Bukan, koperasinya yang tidak mau, tapi partnernya yang umumnya enggan.
Padahal, untuk bisa tumbuh besar kadang diperlukan partnership.
Belum lagi citra koperasi yang saat ini sudah terlalu terkait dengan instansi pemerintah. Yakni dinas koperasi di daerah. Koperasi juga sudah kurang mandiri. Terlalu tergantung pada bantuan dan fasilitas.
Itu yang tidak akan terjadi kalau bentuknya PT.
Misalnya PT Pengayom di desa Kebon Agung itu. Tidak pernah mendapat bantuan pemerintah. Toh bisa terus berkembang.
Bahkan sudah bisa ekspor beras organik ke Amerika, Singapura, dan Prancis.
Saya sampai membeli beberapa jenis beras produksi PT ini. Akan saya tulis di DI’s Way edisi berikutnya. Kapan-kapan.

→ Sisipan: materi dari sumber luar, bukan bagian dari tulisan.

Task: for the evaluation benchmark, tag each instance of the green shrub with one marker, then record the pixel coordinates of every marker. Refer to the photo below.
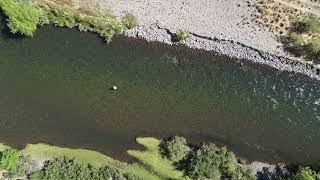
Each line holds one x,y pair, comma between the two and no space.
212,162
314,46
311,24
65,168
181,35
9,159
174,148
296,40
22,16
129,21
305,173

Memang peralatan di pabrik beras PT Pengayom tidak sehebat yang ada di Bulog. Yang serba impor itu.
”Mesin ini buatan kami sendiri,” ujar Mahmudsyah, staf di PT itu. ”Habisnya tidak sampai Rp 1 miliar. Bisa untuk 6 ton sehari,” tambahnya.
Memang tidak terlihat ada merk asing di mesin penggilingan beras itu. Bahkan tidak ada merknya sama sekali.
Ups... Ada.
Tapi diam-diam Mahmudsyah punya 'dendam' di balik kata TAWON itu. Ia pun membisiki saya: TAWON itu singkatan Teknologi Anak Wonogiri.
Ia memimpikan suatu saat nanti Pengayom punya divisi teknologi pertanian yang cocok untuk pedesaan.